The perpetrator of the hoax, Tuiososopo has since come forward and admitted his crimes, becoming the punch line to a series of jokes on Saturday Night Live and The Daily Show, and prompting the FBI and State Department to issue a set of guidelines to protect people from becoming victimized.
If a person with an attractive profile, contacts you, gets close to you, and then starts asking for money to overcome personal tragedies such as illnesses, or for bail, then take the whole situation with a grain of salt.
Of course, this seems like common sense. However many people are victimized by this type of scam every year, though perhaps not nearly as intricate or bizarre as the Teo case. A quick Google search will unearth many cases wherein unsuspecting victims are taken for thousands of dollars by people they meet on the Internet.
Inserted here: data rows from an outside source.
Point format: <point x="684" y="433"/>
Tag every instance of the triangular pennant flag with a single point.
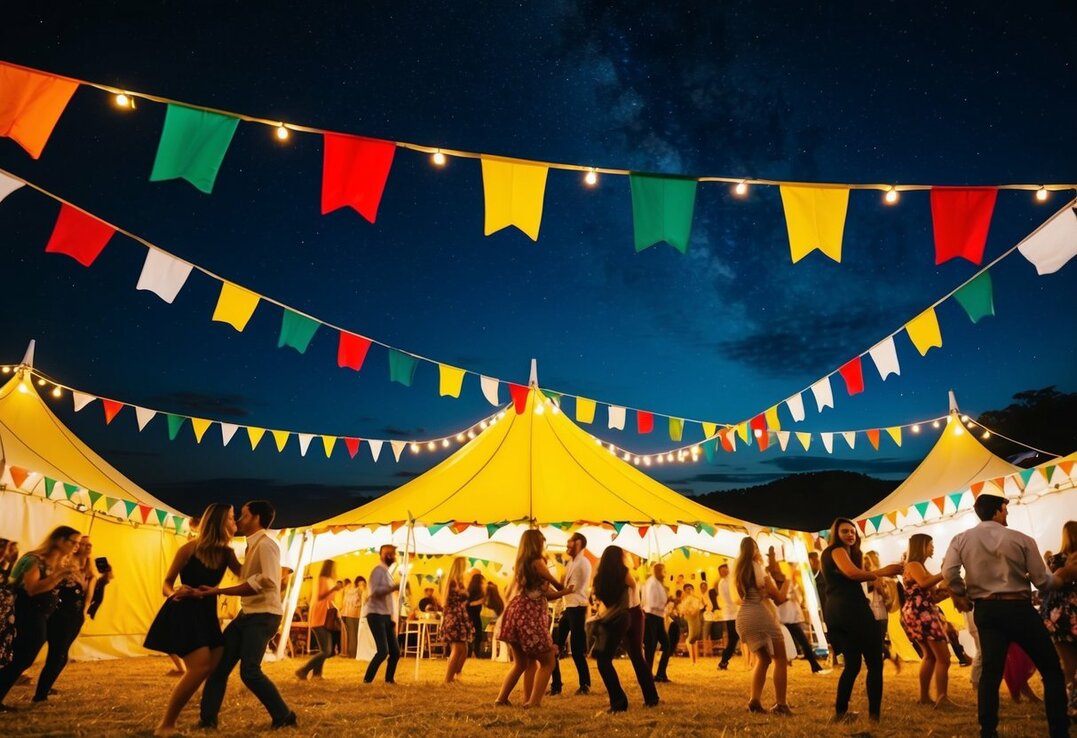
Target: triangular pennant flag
<point x="585" y="409"/>
<point x="450" y="380"/>
<point x="199" y="426"/>
<point x="111" y="408"/>
<point x="163" y="274"/>
<point x="661" y="210"/>
<point x="351" y="350"/>
<point x="824" y="397"/>
<point x="280" y="437"/>
<point x="402" y="366"/>
<point x="815" y="219"/>
<point x="175" y="423"/>
<point x="977" y="297"/>
<point x="853" y="375"/>
<point x="30" y="106"/>
<point x="796" y="405"/>
<point x="644" y="421"/>
<point x="296" y="331"/>
<point x="519" y="395"/>
<point x="354" y="171"/>
<point x="1054" y="244"/>
<point x="235" y="306"/>
<point x="961" y="218"/>
<point x="514" y="193"/>
<point x="489" y="386"/>
<point x="79" y="235"/>
<point x="924" y="331"/>
<point x="143" y="416"/>
<point x="884" y="356"/>
<point x="616" y="417"/>
<point x="192" y="147"/>
<point x="254" y="434"/>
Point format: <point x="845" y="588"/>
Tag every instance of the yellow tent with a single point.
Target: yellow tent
<point x="39" y="456"/>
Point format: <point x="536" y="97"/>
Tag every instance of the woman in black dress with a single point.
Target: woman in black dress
<point x="850" y="625"/>
<point x="185" y="625"/>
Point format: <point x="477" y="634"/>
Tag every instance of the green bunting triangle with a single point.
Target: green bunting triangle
<point x="661" y="210"/>
<point x="192" y="145"/>
<point x="402" y="366"/>
<point x="976" y="297"/>
<point x="296" y="331"/>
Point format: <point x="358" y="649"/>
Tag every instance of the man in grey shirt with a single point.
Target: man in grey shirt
<point x="999" y="566"/>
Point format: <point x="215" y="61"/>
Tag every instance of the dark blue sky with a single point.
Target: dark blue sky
<point x="844" y="92"/>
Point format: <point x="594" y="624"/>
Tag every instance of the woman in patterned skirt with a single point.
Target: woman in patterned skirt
<point x="923" y="621"/>
<point x="457" y="628"/>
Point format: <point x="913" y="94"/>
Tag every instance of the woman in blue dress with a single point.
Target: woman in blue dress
<point x="187" y="626"/>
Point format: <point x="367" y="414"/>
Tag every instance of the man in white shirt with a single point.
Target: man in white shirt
<point x="246" y="638"/>
<point x="574" y="616"/>
<point x="654" y="621"/>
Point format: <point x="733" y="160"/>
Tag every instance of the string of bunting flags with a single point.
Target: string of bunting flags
<point x="195" y="139"/>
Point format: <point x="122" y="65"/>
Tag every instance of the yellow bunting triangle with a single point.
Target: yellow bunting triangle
<point x="924" y="331"/>
<point x="514" y="195"/>
<point x="450" y="380"/>
<point x="255" y="435"/>
<point x="235" y="306"/>
<point x="815" y="219"/>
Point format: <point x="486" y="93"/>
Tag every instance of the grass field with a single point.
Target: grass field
<point x="125" y="698"/>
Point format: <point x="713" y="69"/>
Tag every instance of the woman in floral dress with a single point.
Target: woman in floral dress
<point x="923" y="621"/>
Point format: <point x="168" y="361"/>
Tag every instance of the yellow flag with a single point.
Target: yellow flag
<point x="585" y="409"/>
<point x="451" y="379"/>
<point x="815" y="219"/>
<point x="255" y="435"/>
<point x="924" y="331"/>
<point x="514" y="194"/>
<point x="200" y="426"/>
<point x="235" y="306"/>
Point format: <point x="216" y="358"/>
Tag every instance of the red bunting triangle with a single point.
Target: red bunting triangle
<point x="962" y="218"/>
<point x="79" y="235"/>
<point x="853" y="375"/>
<point x="111" y="407"/>
<point x="354" y="173"/>
<point x="352" y="350"/>
<point x="519" y="393"/>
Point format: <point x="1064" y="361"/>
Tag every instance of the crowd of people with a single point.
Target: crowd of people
<point x="991" y="572"/>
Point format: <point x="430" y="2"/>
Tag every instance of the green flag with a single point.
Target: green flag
<point x="661" y="210"/>
<point x="192" y="145"/>
<point x="296" y="331"/>
<point x="402" y="366"/>
<point x="976" y="297"/>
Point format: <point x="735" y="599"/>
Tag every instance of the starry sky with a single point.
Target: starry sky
<point x="845" y="92"/>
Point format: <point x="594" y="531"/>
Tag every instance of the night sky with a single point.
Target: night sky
<point x="841" y="93"/>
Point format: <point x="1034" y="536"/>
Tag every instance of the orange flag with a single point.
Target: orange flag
<point x="30" y="105"/>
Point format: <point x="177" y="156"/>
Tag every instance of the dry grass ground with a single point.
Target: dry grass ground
<point x="125" y="698"/>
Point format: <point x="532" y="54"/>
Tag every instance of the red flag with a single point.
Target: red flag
<point x="111" y="407"/>
<point x="354" y="173"/>
<point x="852" y="373"/>
<point x="961" y="218"/>
<point x="519" y="393"/>
<point x="352" y="350"/>
<point x="79" y="235"/>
Without ever meeting the scammer, a victim will become so trusting that they are willing to divulge account and social security numbers, as well as bankrupt themselves in attempts to help a person they have only ever communicated with over the phone or Internet. In the Western world where people enjoy the freedom of choosing their own partners it seems surprising when they are so willing to fall in love with someone they have never spoken to face to face.
Throughout their article, Internet Relationships and Their Impact on Primary Relationships published in The Cambridge Journal researchers Heather Underwood and Bruce Findlay discuss how relationships form so quickly online, and what that means for real life.
The study’s basic premise is that the anonymity provided by the Internet allows people to feel secure when they open up about their innermost secrets and personal information. Many people in the study claimed to participate in more self disclosure with online romantic interests than they did with people they spoke to face-to-face. People are also more willing to be accepting of one another on the internet where the usual social anxieties are significantly lessened.
So is the problem that people are too trusting online, or is it that we are too judgmental and difficult to interact with offline? Either way, whether in person or online, be careful to whom you give your bank account information.